Faz-se menção também ao processo nº 5001931-68.2020.8.21.0073, que tramita na Comarca de Tramandaí/RS, no qual o laudo pericial apontou que o autor teria instalado um app denominado “Game Booster 4X Faster Free”, que, segundo o perito, “apenas melhora o desempenho do celular onde estiver instalado, não causando interferências no ambiente de jogo”. Esta instalação, segundo o autor, poderia ter causado um falso positivo na constatação de trapaça pela Garena, ocasionado, pois, seu banimento.
Sobre a judicialização dos eSports, cabe mencionar também as recentes ações civis públicas propostas pela Associação Nacional dos Centros de Defesa da Criança e do Adolescente (ANCED) junto ao Tribunal de Justiça do Distrito Federal e Territórios em face da Garena e de outras empresas de jogos eletrônicos em razão do oferecimento da chamada loot box ou caixa surpresa.
Esses produtos, no entender da ANCED, funcionariam como uma prática de jogos de azar, na medida em que o consumidor não teria conhecimento prévio sobre qual será exatamente o prêmio adquirido.
A título de informação, no exterior, a plataforma de streaming Twitch envolveu-se em processos relacionados à divulgação de pornografia bem como incentivo à violência por seus streamers, tanto visando punir os streamers infratores quanto sendo processado, em razão de tais circunstâncias, e também quanto a supostas violações de direitos autorais como transmissões indevidas da liga de futebol inglesa.
Voltando ao cenário brasileiro, tramita junto ao Senado, o PLS nº 383/2017, com um texto inicial ainda muito tímido para ser considerado como produtivo para o setor.

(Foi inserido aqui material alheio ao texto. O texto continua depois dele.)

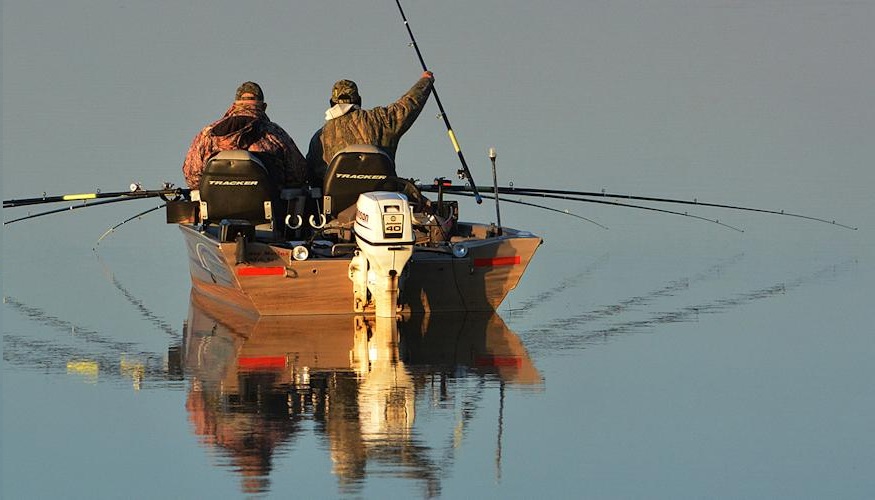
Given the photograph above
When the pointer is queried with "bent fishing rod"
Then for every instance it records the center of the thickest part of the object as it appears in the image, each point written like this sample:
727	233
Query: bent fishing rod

Estabelece, por exemplo, objetivos que já são implicitamente reconhecidos pela legislação desportiva existente e também no Estatuto da Criança e do Adolescente, sem aprofundar em discussões específicas como limite de jornada aos atletas profissionais, responsabilização das plataformas e/ou dos streamers e também de usuários (pretensamente, favorecidos pelo anonimato das redes), em casos de injúria racial e homofobia, ou direitos dos consumidores como na questão das loot boxes ou de banimentos injustificados.

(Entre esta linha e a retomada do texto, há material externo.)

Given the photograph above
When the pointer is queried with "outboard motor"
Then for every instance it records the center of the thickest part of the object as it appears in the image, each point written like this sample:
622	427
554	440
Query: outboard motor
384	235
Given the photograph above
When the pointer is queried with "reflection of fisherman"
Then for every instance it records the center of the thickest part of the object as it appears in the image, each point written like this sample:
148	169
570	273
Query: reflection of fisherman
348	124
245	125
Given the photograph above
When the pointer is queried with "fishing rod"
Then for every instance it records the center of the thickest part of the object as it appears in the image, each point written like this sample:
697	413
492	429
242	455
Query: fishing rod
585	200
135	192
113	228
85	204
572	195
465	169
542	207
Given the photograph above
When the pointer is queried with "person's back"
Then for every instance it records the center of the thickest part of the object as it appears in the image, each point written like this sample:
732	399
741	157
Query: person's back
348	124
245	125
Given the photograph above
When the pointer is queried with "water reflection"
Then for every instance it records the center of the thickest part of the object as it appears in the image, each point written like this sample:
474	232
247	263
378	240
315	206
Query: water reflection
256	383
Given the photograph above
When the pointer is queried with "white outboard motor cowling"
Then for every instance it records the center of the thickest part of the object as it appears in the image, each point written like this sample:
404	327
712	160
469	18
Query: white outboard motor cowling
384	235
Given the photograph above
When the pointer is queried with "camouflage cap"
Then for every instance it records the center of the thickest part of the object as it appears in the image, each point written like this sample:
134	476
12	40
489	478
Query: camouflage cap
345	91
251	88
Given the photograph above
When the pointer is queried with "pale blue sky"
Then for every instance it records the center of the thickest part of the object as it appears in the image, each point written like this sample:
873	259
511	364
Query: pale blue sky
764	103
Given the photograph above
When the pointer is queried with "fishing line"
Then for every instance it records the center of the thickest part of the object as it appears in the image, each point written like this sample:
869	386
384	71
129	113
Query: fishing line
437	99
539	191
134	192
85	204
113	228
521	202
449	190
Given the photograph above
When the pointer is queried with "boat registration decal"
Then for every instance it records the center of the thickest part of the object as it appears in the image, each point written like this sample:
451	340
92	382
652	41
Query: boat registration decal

Certo é que os desafios oriundos dos eSports não podem ser minimizados, ainda mais diante do crescente número de usuários no Brasil, dos eventuais danos psicológicos que o uso excessivo dos jogos eletrônicos pode causar, dos altos valores econômicos envolvidos no setor, dos recorrentes casos de injúrias assim como de violações de direitos autorais, da proteção às crianças e adolescentes e, por fim, da possibilidade de reconhecimento dos eSports como esporte olímpico para as Olímpiadas de Paris em 2024.